Date: May 7, 2010
Source: News Room
The EPA, after announcing that it plans to regulate coal ash, appears to be leaning toward designating it a hazardous waste, subject to subtitle C regulations under the Resource Conservation & Recovery Act (RCRA). In a May 4 press call, EPA noted that under a hazardous subtitle C approach, wet storage in surface impoundments would be phased out and closed, so that all coal ash would have to be stored in dry landfills after five years. Under a subtitle D approach, surface impoundments could be retrofitted to continue operations or else they would have to close within five years.
However, EPA also noted that it lacked federal enforcement authority for coal ash under the latter subtitle D (non-hazardous) approach. The agency also seems to be introducing a cost-benefit argument that favors a hazardous classification by estimating environmental benefits of between $87 billion and $102 billion over 50 years, compared to benefits under a D approach of between $35 billion and $42 billion.

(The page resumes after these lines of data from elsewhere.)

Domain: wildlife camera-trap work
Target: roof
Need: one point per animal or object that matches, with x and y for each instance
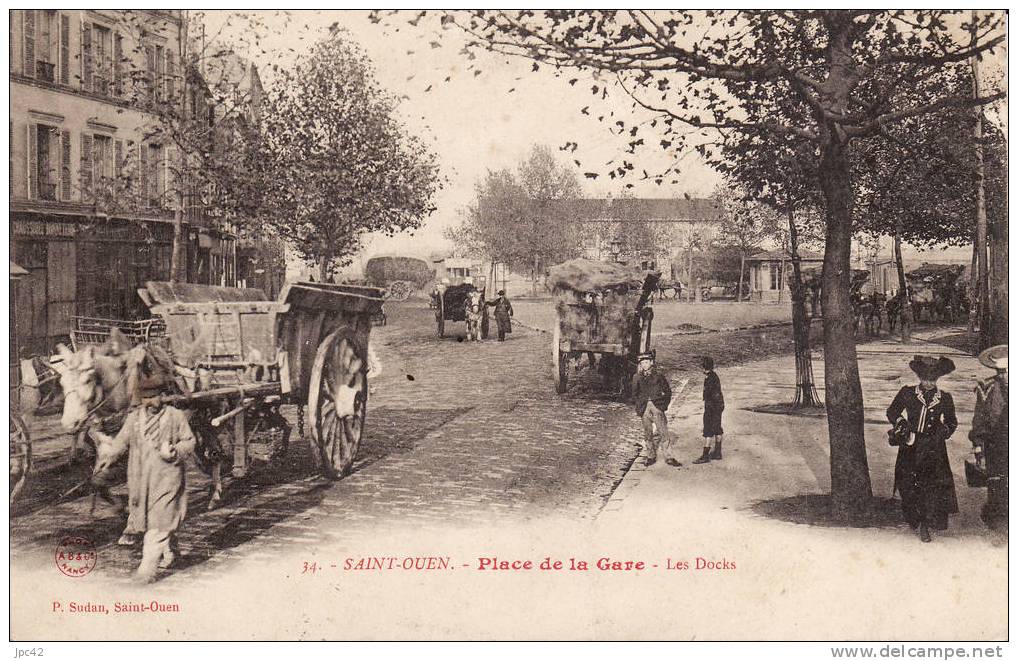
(660, 209)
(778, 256)
(16, 271)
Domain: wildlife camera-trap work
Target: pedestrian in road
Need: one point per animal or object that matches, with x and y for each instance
(714, 404)
(503, 314)
(990, 436)
(925, 417)
(653, 395)
(159, 440)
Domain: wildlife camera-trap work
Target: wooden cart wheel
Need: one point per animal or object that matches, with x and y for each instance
(440, 316)
(560, 362)
(337, 401)
(20, 455)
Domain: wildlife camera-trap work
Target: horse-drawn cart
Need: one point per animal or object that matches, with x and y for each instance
(237, 361)
(451, 304)
(603, 312)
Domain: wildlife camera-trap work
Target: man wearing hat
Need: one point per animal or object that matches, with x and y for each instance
(652, 395)
(503, 314)
(922, 474)
(990, 435)
(160, 439)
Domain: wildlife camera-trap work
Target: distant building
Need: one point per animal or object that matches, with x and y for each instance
(92, 191)
(770, 272)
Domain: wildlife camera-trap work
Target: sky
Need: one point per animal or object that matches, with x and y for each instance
(476, 122)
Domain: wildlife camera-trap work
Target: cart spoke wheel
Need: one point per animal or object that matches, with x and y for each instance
(337, 402)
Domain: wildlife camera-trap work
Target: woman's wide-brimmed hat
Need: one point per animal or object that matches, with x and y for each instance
(996, 357)
(928, 367)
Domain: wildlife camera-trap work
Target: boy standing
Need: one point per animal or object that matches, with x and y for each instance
(714, 404)
(653, 396)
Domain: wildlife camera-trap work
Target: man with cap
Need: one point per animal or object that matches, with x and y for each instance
(160, 440)
(922, 474)
(503, 314)
(652, 395)
(990, 435)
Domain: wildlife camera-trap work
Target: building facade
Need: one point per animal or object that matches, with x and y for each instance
(93, 188)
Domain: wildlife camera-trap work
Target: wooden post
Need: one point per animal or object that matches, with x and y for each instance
(239, 446)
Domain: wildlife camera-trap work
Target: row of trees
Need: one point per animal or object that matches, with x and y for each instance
(318, 157)
(789, 104)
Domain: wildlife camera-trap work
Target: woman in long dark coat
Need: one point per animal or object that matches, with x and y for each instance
(503, 314)
(925, 417)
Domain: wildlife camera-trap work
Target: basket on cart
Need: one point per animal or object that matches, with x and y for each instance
(239, 356)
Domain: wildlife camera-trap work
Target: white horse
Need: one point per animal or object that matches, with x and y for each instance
(474, 313)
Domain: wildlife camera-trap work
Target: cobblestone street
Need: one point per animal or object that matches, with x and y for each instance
(457, 433)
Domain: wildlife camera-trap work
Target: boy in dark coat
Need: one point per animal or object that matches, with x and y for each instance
(922, 473)
(990, 436)
(653, 395)
(714, 404)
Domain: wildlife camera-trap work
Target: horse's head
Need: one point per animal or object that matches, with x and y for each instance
(88, 377)
(80, 382)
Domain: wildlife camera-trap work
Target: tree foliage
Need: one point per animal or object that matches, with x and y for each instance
(518, 218)
(336, 161)
(827, 76)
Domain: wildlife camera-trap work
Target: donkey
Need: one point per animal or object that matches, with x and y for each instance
(99, 385)
(474, 310)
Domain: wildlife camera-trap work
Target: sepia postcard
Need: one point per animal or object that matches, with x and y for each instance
(510, 325)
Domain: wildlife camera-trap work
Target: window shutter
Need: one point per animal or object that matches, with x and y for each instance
(143, 173)
(150, 63)
(29, 22)
(117, 71)
(86, 166)
(33, 152)
(65, 165)
(170, 73)
(87, 56)
(64, 49)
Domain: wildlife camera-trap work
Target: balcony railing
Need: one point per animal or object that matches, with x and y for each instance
(47, 190)
(45, 71)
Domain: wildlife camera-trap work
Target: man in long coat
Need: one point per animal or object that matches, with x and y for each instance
(990, 435)
(922, 472)
(503, 314)
(159, 440)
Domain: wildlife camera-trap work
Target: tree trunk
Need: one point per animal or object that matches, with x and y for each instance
(905, 309)
(742, 273)
(999, 281)
(805, 390)
(177, 273)
(851, 492)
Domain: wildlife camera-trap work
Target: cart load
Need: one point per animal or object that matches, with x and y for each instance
(451, 305)
(604, 312)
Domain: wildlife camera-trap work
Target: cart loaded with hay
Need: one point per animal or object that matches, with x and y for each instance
(604, 313)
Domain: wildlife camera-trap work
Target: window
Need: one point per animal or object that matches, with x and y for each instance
(776, 280)
(155, 176)
(47, 145)
(47, 40)
(102, 45)
(102, 160)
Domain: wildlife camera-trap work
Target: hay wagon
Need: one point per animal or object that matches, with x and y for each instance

EPA estimates the costs to industry over the same time period to be $20.3 billion under subtitle C and $8.1 billion under subtitle D. Meanwhile, industry argues any hazardous designation would add enormous costs without commensurate environmental benefit and eliminate the beneficial reuse of coal ash in cement and other products.
On the press call, EPA Administrator Lisa Jackson acknowledged that the draft rule faced unprecedented scrutiny by White House Office of Management & Budget (OMB) regulatory review officials who held many meetings with opponents to the agency's hazardous approach, but she said it was time to officially propose the rule and "get on with this regulatory process."